Back in 2003 when Oracle 10g was released and bigfile tablespaces were first introduced, not many databases were in the terabyte or petabyte weight-class. The very feature of having your data warehouse downsized in the number of files through the use of bigfile tablespaces, was not considered very useful unless you would use Automatic Storage Management (ASM).
But those who believed that having a tablespace terabyte sized, in a single datafile, crashed their belief in the moment of having to do a backup. Why? Because in Oracle 10g you couldn’t do the backup in parallel of a single datafile. Better said: you couldn’t use the RMAN multi-channelling feature because a single datafile had to go through the same pipe in the whole backup process.

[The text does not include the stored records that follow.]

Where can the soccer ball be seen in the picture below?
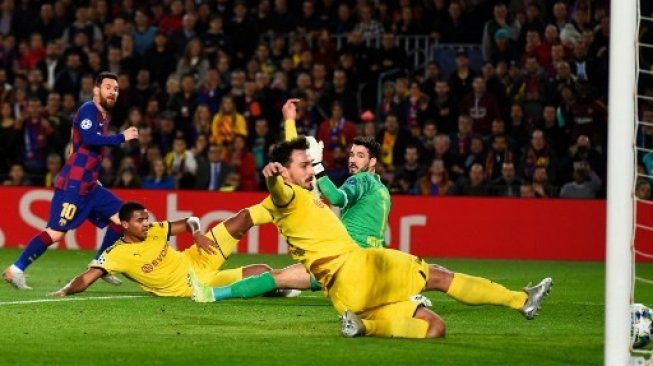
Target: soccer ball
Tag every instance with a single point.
(641, 325)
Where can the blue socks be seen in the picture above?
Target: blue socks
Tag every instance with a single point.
(114, 232)
(35, 248)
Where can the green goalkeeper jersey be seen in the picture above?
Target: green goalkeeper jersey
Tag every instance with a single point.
(365, 204)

It’s typical in the technology arena to create new features that create new needs, that will be solved and made easier, through the introduction of, yet, new features. So in that same line of thought, Oracle 11g introduced the capability of doing a RMAN multi-channelling, hence parallel, backup of a single datafile, by slicing and dicing it into smaller chunks.
How can we do that? It’s simple: add the following clause to the RMAN command “BACKUP”:
SECTION SIZE <size in bytes>
To give you some examples for the see-it-to-believe-it folks why not give some URLs from the hard-working bloggers (not lazy like me!):
http://jhdba.wordpress.com/2010/04/06/reducing-rman-backup-time-for-unevenly-sized-tablespaces/
Interesting article on Oracle Magazine
If you want to Google it, try: “Multi-section backups”. You’ll speed up the time it takes to backup your huge datafiles in your even bigger database.
Hope it helped some one out there.
LMC.
As a chess player I love your background photo. As blogger I like the link to my blog post
John
Thanks for that John. Keep up the brilliant blog.